Control Factor
Title: Control Factor
Rating: 2.5/5
Genre: Action, Sci-Fi, Thriller
Starring: Adam Baldwin, Elizabeth Berkley, Tony Todd
Director: Nelson McCormick
What starts as an ordinary day at the office for John Bishop quickly ends in a nightmare when a rogue gunman barges in laying waste to all that surrounds him demanding to see him, saying he is 'sparing him the horror,' being killed before he could complete his assassination objective. Taking a couple of days off to recover, suspicious happenings start to occur; voices in his head keep telling him to kill his wife, police detectives seem to die before his very eyes, and he seems to be constantly followed by mysterious men. Is he just acting paranoid? Just post-traumatic stress related to the incident? Was Trevor Constantine, his assailant, just crazy or was he genuinely trying to protect him from some unknown force? As he digs deeper into the strange occurrences, he soon uncovers a plot far more sinister than he could have imagined.
If you've seen anything of the sort before, the kind of conspiracy film where it will try to literally twist every obvious snippet of information and turn into something else, literally making it so 'everything is out to get you,' then it isn't long before every damn big twist that's meant to shock you comes as a slap in the face. It's shamelessly stolen elements from “Enemy at the State” and “The Matrix,” both examples of films that actually did the genre well, to transform would could have been tense into yawn-worthy. It's just unoriginal and too damn predictable, and the usual tactic with budget flicks isn't present here; the idea that if you can't do something original, do something cheesy, bloody, gory, and with plenty of hilarious effects. But the problems with the script doesn't end here, it seems to deliberately make things deliberately difficult for our lead actor, randomly shoving into their brains things like the 'emotions of a teenage meth addict.' Well bugger me if that ain't a complex range of emotions to slap into someone’s mind and ask them to act out in their current context.
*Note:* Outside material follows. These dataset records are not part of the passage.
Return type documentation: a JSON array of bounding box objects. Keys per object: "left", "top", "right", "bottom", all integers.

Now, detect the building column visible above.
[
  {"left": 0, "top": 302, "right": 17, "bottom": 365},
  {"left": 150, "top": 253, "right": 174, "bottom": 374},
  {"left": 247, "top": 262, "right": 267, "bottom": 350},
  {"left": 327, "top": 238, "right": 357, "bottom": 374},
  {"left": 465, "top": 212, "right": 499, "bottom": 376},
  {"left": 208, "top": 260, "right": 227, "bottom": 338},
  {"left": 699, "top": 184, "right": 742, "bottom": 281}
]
It's as though the director thought at the snap of his fingers the actor should instantly be able to morph his physicality into that of someone else entirely, but usually resulting in little more than excruciating and crippling neurological pain - I'd probably react in the same way if I was in his shoes - and it all might might have fared better if they limited it to one word emotions and not the entire complex emotional range of a stereotypical character.